Biden told reporters Thursday he has not yet read the details of the GOP proposal, which is far narrower in scope and lower in cost than the president’s latest pitch for a $1.7 trillion infrastructure bill.
Biden did not reject the much smaller GOP bill outright. Instead, he said the two sides would get together and talk about it, which some viewed as an encouraging sign the president is not willing to abandon a bipartisan deal on infrastructure.
“We’re going to meet sometime next week, and we’ll see if we can move that,” Biden said. “And I’ll have more to say about that in time.”
Lawmakers and Biden are quickly running out of time to strike a bipartisan deal.
Some Democrats say they are eager to bypass the GOP and try to pass legislation unilaterally using a special budgetary tactic that allows certain bills to win approval with only 51 votes instead of the usual 60.
But Biden and a group of GOP lawmakers have refused to walk away from the possibility of winning Republican votes on a final infrastructure package.
Biden talked by phone Thursday with the Senate’s lead GOP negotiator, Shelley Moore Capito, a West Virginia Republican.

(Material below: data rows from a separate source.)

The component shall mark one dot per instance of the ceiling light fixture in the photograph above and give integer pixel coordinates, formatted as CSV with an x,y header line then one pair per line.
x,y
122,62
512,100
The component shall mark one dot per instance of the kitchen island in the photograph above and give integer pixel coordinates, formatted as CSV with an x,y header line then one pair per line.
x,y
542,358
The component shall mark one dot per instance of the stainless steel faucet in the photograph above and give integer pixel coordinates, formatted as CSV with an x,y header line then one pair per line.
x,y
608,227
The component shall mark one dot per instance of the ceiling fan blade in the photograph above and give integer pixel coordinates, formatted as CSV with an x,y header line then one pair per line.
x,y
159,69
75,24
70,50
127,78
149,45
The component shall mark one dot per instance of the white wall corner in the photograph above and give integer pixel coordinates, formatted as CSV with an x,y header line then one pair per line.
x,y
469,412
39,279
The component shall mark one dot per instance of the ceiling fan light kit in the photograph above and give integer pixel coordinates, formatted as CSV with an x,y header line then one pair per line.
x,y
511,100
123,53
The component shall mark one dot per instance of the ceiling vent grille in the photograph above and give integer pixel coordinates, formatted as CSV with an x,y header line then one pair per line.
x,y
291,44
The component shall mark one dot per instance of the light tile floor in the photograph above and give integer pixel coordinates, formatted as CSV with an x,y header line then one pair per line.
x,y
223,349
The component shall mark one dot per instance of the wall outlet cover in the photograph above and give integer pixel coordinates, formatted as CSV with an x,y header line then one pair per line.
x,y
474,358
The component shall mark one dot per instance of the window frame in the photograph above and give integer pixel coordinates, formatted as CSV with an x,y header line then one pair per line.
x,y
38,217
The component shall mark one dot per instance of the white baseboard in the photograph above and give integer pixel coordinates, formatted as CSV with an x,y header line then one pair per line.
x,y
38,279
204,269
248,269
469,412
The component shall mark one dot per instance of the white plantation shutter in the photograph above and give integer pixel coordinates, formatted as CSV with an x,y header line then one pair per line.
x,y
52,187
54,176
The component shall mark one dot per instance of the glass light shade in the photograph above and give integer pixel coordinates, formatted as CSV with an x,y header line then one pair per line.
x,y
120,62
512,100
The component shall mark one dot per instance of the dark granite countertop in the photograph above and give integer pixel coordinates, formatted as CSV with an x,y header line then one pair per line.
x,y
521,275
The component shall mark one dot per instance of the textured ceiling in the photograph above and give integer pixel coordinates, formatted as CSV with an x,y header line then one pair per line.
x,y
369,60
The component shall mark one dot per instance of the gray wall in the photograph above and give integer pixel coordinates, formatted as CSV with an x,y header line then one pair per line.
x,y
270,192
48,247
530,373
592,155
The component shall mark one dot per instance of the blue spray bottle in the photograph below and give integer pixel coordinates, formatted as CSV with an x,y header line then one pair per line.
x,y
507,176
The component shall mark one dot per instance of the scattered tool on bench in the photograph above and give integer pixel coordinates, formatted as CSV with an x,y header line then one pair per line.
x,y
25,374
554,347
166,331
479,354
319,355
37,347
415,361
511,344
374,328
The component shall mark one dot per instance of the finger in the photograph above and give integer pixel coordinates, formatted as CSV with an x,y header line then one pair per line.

Biden characterized the call as “a good conversation” but warned there aren’t many days left to exchange offers.
“I told her we have to finish this very soon, and there’s another Republican group that also wants to talk,” Biden said. “But we’re going to have to close this down soon.”
The two parties remain at odds not only on cost but on the scope of the bill and the mechanism to pay for it.
Biden’s latest $1.7 trillion proposal leaves intact a plan to raise corporate taxes from 21% to 28%, which is a nonstarter with GOP lawmakers, who lowered corporate rates in their signature 2017 tax cut legislation.
The Biden plan includes significant spending on programs that are not traditional infrastructure projects. For example, Biden wants to spend $400 billion to assist caregivers for the elderly, and he would designate $100 billion for electric vehicle tax credits.
Biden’s latest proposal shaves about $600 billion off his initial proposal, mostly by cutting traditional infrastructure projects.
Republicans have rejected the $1.7 trillion package as far too expensive and broad.
The latest GOP offer leaves out caregiver funding and the electric vehicle tax credits and sticks to funding projects directly related to roads, bridges, waterways, and broadband.
The proposal would not require a tax increase and would instead use money already allocated in the federal budget for highway spending as well as some unspent COVID-19 aid funding.
Republicans who have been negotiating in person with Biden for the past few weeks say the president told them privately he would agree to an infrastructure bill with a price tag as low as $1 trillion.
“We have achieved that goal with this counteroffer,” Capito said Thursday. “But we’ve also done something that has stayed true to what our beliefs are when we very first started this endeavor, and that is sticking to the core, physical infrastructure. I think that’s what the American people think of when they think of infrastructure.”